Observable bound for Gaussian illumination

TL;DR

This paper introduces observable bounds for Gaussian illumination to optimize signal-to-noise ratio in target detection, demonstrating quantum and classical regimes with different measurement strategies and performance limits.

Contribution

It derives observable bounds for Gaussian illumination and compares quantum and classical measurement strategies, highlighting their performance and implementation challenges.

Findings

Quantum regime receiver outperforms other feasible receivers.

Observable bounds are achieved with mode-by-mode measurements.

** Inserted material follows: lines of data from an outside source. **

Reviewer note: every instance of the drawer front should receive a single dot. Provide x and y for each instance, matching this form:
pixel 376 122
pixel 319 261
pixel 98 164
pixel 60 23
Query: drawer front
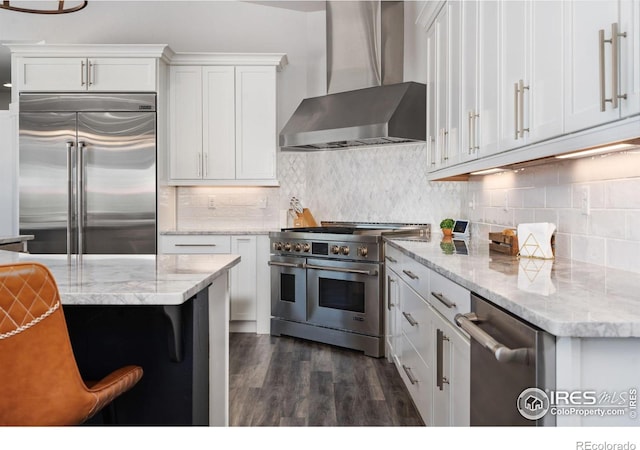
pixel 192 244
pixel 447 297
pixel 393 258
pixel 416 322
pixel 416 275
pixel 418 378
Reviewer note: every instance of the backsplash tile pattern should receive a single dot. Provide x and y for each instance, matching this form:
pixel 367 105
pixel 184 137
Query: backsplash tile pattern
pixel 378 184
pixel 609 235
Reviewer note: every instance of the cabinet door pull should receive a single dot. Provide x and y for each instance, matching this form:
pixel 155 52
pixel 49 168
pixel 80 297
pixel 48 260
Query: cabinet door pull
pixel 410 274
pixel 521 90
pixel 91 73
pixel 410 375
pixel 441 380
pixel 444 300
pixel 615 35
pixel 410 319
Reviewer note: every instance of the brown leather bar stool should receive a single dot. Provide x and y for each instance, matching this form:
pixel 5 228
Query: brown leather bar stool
pixel 39 379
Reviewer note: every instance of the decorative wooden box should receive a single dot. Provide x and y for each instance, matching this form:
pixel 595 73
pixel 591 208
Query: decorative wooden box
pixel 503 244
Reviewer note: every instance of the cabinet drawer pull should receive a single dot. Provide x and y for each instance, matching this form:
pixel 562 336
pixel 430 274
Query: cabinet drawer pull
pixel 444 300
pixel 410 375
pixel 441 380
pixel 410 274
pixel 410 319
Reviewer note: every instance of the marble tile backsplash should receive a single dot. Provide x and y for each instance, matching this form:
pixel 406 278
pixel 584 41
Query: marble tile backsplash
pixel 594 203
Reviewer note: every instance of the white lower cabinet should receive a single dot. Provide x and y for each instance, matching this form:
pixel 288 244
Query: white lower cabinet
pixel 428 349
pixel 249 280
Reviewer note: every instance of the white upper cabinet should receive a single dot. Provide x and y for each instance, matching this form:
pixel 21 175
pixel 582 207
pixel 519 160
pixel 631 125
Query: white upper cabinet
pixel 256 136
pixel 222 120
pixel 469 80
pixel 590 70
pixel 602 57
pixel 77 68
pixel 443 98
pixel 488 36
pixel 530 72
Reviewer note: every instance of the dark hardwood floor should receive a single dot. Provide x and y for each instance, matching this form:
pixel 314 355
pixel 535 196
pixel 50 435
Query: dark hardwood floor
pixel 283 381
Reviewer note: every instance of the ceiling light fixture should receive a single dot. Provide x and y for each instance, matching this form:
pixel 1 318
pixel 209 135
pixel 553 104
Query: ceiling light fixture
pixel 61 9
pixel 596 151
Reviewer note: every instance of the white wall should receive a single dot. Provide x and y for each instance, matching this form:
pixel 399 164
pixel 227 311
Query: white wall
pixel 207 26
pixel 8 166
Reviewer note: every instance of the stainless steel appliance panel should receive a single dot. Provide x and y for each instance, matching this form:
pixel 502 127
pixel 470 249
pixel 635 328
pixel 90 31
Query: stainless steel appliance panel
pixel 47 179
pixel 345 295
pixel 288 288
pixel 118 176
pixel 513 357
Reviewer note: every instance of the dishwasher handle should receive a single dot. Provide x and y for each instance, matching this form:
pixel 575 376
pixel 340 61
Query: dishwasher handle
pixel 502 353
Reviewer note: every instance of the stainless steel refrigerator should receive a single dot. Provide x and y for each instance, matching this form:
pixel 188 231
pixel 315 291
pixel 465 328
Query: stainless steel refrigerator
pixel 88 173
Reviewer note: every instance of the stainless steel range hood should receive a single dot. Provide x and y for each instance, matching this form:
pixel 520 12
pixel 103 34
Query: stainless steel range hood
pixel 367 103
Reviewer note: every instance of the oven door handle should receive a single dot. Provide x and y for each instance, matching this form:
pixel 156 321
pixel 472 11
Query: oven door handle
pixel 502 353
pixel 281 264
pixel 371 272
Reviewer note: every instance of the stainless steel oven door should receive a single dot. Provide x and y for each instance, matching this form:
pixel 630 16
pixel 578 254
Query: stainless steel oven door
pixel 345 295
pixel 288 288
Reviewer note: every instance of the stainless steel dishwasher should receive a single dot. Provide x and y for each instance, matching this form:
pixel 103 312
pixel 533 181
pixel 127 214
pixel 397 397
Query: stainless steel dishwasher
pixel 512 364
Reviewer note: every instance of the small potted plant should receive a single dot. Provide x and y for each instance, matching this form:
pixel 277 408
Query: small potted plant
pixel 447 226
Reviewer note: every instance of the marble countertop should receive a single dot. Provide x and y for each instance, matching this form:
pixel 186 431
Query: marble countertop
pixel 129 279
pixel 215 232
pixel 561 296
pixel 15 239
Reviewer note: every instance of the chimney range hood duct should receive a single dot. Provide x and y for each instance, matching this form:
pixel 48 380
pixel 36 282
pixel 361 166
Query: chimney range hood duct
pixel 367 104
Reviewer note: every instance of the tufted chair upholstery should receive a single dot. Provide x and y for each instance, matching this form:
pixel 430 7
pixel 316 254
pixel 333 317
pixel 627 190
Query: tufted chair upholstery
pixel 39 380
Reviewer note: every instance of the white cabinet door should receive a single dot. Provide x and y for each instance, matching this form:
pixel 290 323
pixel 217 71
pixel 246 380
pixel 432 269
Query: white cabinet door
pixel 185 122
pixel 82 74
pixel 544 112
pixel 513 72
pixel 121 74
pixel 445 71
pixel 243 279
pixel 469 80
pixel 630 57
pixel 583 22
pixel 488 81
pixel 451 399
pixel 432 91
pixel 219 131
pixel 52 74
pixel 256 139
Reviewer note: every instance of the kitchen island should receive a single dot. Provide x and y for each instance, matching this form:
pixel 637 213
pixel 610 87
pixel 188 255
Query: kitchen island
pixel 167 313
pixel 593 312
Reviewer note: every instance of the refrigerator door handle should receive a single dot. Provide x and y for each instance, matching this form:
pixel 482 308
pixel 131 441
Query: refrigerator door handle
pixel 80 196
pixel 70 206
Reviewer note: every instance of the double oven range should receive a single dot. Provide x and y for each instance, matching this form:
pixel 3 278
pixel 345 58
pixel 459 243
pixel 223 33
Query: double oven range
pixel 327 282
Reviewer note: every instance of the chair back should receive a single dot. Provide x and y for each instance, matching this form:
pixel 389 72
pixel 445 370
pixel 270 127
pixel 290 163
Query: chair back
pixel 39 380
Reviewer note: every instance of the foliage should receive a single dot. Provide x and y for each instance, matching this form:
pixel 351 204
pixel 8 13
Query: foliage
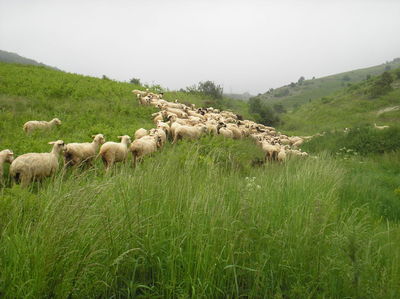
pixel 382 85
pixel 135 81
pixel 317 88
pixel 263 113
pixel 350 107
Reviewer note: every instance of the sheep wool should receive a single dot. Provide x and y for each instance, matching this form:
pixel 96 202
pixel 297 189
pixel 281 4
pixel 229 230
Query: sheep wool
pixel 34 166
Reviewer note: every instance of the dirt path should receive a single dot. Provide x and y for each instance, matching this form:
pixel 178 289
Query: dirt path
pixel 387 109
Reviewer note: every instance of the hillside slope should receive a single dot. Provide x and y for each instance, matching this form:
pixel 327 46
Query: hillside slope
pixel 10 57
pixel 356 105
pixel 296 94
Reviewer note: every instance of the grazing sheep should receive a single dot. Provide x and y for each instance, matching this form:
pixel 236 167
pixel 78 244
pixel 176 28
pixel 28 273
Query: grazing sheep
pixel 381 127
pixel 144 146
pixel 281 157
pixel 188 132
pixel 164 126
pixel 112 152
pixel 160 133
pixel 31 125
pixel 224 131
pixel 78 153
pixel 33 166
pixel 140 133
pixel 270 150
pixel 5 156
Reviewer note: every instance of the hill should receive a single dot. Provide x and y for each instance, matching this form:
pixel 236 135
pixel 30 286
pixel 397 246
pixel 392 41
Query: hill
pixel 10 57
pixel 298 93
pixel 359 104
pixel 197 219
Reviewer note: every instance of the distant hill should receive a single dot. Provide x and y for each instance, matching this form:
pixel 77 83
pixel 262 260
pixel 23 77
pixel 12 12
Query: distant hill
pixel 10 57
pixel 296 94
pixel 239 96
pixel 365 103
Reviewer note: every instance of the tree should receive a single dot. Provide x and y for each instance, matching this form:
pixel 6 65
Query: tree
pixel 135 81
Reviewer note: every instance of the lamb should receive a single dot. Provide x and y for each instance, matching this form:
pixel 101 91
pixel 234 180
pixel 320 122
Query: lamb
pixel 270 150
pixel 31 125
pixel 5 156
pixel 160 133
pixel 140 133
pixel 281 157
pixel 112 152
pixel 78 153
pixel 178 112
pixel 224 131
pixel 33 166
pixel 144 146
pixel 189 132
pixel 164 126
pixel 381 127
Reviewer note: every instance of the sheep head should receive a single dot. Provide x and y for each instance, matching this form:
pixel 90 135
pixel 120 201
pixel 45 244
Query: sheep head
pixel 99 138
pixel 58 146
pixel 56 121
pixel 125 139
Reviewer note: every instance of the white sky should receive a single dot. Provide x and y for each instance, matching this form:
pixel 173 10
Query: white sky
pixel 243 45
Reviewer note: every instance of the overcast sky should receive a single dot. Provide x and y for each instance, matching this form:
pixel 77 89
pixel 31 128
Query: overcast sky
pixel 246 45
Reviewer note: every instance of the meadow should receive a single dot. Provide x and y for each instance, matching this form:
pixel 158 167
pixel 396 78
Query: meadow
pixel 197 219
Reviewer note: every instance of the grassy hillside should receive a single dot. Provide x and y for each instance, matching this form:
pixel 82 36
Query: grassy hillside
pixel 194 220
pixel 296 94
pixel 10 57
pixel 356 105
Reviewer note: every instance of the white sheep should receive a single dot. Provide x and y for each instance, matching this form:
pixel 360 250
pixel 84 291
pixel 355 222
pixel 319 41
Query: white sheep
pixel 78 153
pixel 270 150
pixel 33 166
pixel 31 125
pixel 160 133
pixel 112 152
pixel 381 127
pixel 144 146
pixel 5 156
pixel 189 132
pixel 140 133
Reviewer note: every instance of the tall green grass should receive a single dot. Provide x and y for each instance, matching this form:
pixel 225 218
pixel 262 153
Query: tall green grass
pixel 196 227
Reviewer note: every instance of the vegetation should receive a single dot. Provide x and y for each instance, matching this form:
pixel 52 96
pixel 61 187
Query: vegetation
pixel 376 100
pixel 196 219
pixel 15 58
pixel 294 95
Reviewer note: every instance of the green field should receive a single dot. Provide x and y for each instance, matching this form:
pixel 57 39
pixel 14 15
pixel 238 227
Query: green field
pixel 296 95
pixel 350 107
pixel 197 219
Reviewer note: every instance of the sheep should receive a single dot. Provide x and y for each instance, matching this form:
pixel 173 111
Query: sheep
pixel 189 132
pixel 380 127
pixel 112 152
pixel 281 157
pixel 144 146
pixel 78 153
pixel 5 156
pixel 224 131
pixel 140 133
pixel 164 126
pixel 33 166
pixel 161 133
pixel 31 125
pixel 270 150
pixel 178 112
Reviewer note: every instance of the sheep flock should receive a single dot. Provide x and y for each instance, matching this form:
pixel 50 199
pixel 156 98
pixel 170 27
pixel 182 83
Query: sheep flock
pixel 174 121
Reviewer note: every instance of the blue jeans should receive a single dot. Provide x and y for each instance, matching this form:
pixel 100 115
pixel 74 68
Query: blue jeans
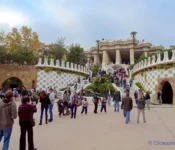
pixel 7 134
pixel 50 111
pixel 116 106
pixel 42 111
pixel 109 99
pixel 84 109
pixel 103 107
pixel 127 113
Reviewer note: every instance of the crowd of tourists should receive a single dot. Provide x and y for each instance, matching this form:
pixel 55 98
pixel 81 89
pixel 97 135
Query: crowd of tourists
pixel 68 105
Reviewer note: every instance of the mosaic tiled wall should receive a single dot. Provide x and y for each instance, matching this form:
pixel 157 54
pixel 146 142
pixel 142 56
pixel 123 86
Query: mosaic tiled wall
pixel 150 80
pixel 53 79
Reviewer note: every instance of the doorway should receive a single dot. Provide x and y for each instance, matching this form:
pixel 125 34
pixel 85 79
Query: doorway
pixel 167 94
pixel 12 83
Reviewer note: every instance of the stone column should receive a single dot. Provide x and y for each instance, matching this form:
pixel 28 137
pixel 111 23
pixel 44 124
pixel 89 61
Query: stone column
pixel 96 59
pixel 118 57
pixel 145 53
pixel 88 63
pixel 105 59
pixel 131 56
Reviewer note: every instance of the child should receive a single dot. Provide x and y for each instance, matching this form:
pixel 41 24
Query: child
pixel 60 107
pixel 85 106
pixel 103 106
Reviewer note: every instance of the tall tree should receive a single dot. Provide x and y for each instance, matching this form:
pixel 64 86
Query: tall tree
pixel 76 55
pixel 58 49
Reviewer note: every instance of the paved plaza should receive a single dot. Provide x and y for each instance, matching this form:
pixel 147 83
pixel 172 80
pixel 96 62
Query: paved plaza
pixel 102 131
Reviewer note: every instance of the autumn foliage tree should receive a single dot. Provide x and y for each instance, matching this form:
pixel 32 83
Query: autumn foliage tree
pixel 21 39
pixel 19 45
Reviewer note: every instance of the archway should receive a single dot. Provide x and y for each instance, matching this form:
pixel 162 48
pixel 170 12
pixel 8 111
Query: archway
pixel 12 82
pixel 167 93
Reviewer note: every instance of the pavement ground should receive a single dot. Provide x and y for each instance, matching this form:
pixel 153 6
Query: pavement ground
pixel 102 131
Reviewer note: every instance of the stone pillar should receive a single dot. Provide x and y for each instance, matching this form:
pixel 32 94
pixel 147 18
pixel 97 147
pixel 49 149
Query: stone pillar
pixel 131 56
pixel 145 53
pixel 95 59
pixel 88 62
pixel 118 57
pixel 105 59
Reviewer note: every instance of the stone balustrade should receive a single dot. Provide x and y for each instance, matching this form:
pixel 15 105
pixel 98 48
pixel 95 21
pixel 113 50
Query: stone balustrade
pixel 63 66
pixel 154 61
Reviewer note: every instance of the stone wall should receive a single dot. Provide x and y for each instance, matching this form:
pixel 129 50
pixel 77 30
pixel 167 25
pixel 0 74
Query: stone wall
pixel 27 74
pixel 154 79
pixel 53 79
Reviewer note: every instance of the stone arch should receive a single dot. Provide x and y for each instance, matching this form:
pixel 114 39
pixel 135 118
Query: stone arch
pixel 14 83
pixel 27 74
pixel 167 83
pixel 109 70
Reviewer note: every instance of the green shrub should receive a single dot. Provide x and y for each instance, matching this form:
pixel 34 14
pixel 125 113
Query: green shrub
pixel 47 69
pixel 101 84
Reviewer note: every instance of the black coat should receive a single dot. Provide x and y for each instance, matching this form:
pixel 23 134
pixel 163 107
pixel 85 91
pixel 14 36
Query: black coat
pixel 117 96
pixel 45 101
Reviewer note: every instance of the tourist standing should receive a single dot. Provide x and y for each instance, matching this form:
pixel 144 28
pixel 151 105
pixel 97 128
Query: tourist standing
pixel 95 101
pixel 73 105
pixel 159 96
pixel 15 94
pixel 108 95
pixel 23 92
pixel 26 122
pixel 147 100
pixel 75 87
pixel 103 104
pixel 52 100
pixel 45 101
pixel 127 107
pixel 84 106
pixel 130 82
pixel 136 96
pixel 116 100
pixel 8 112
pixel 141 107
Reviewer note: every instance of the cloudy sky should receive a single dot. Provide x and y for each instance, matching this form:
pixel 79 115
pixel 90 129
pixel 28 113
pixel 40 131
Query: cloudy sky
pixel 85 21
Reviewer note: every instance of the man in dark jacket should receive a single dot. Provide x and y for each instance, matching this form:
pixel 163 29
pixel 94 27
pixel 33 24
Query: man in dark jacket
pixel 116 100
pixel 8 112
pixel 127 106
pixel 26 122
pixel 141 107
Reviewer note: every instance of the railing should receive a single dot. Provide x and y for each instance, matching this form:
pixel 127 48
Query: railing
pixel 154 61
pixel 63 66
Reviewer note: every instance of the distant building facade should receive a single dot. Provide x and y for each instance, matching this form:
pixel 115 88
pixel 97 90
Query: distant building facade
pixel 119 52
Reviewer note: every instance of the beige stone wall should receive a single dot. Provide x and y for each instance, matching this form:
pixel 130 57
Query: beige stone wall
pixel 25 73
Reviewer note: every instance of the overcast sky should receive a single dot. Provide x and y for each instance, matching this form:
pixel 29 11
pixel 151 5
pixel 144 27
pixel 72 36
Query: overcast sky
pixel 85 21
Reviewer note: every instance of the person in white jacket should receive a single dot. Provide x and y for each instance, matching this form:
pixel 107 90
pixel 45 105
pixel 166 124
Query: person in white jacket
pixel 52 100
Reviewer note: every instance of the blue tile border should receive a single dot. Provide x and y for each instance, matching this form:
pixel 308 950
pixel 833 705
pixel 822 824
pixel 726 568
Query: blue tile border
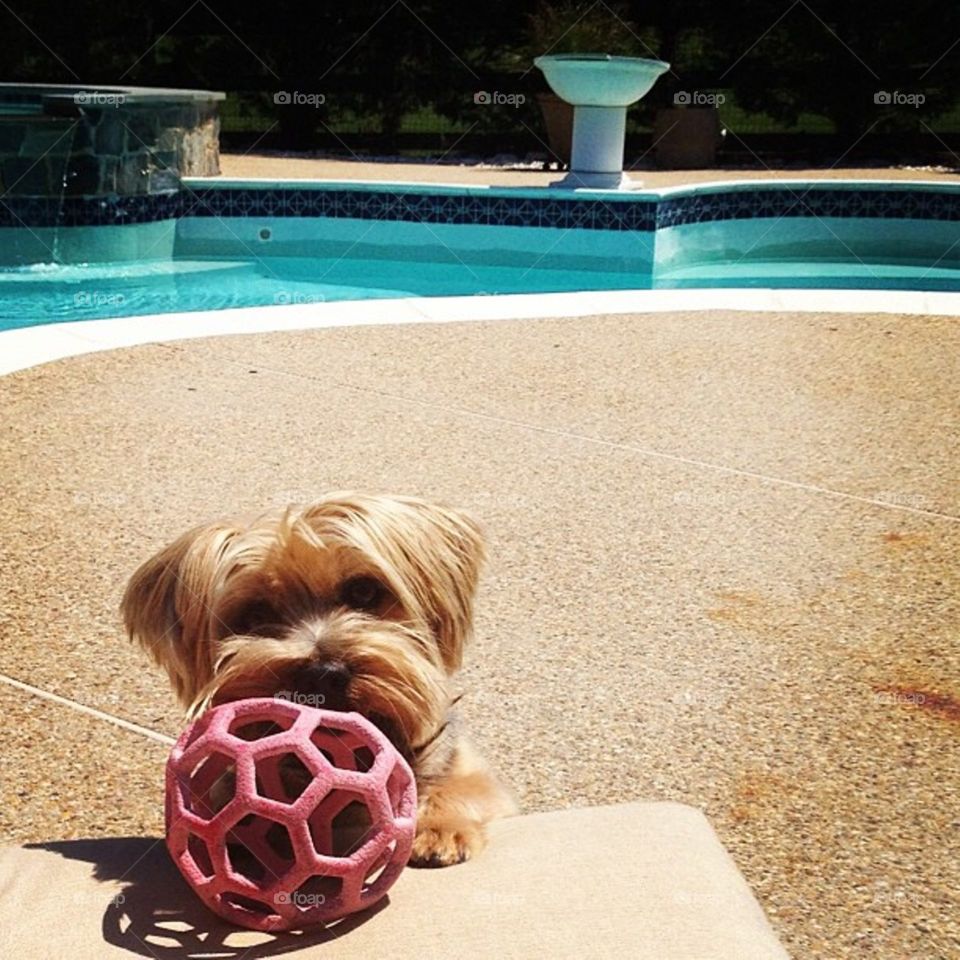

Classical regime receiver approaches the bound with photon number difference measurement.

Abstract

We propose observable bounds for Gaussian illumination to maximize the signal-to-noise ratio, which minimizes the discrimination error between the presence and absence of a low-reflectivity target using Gaussian states. The observable bounds are achieved with mode-by-mode measurements. In the quantum regime using a two-mode squeezed vacuum state, our observable receiver outperforms the other feasible receivers whereas it cannot approach the quantum Chernoff bound. The corresponding observable cannot be implemented with heterodyne detections due to the additional vacuum noise. In the classical regime using a thermal state, a receiver implemented with a photon number difference measurement approaches its bound regardless of the signal mean photon number, while it asymptotically approaches the classical bound in the limit of a huge idler mean photon number.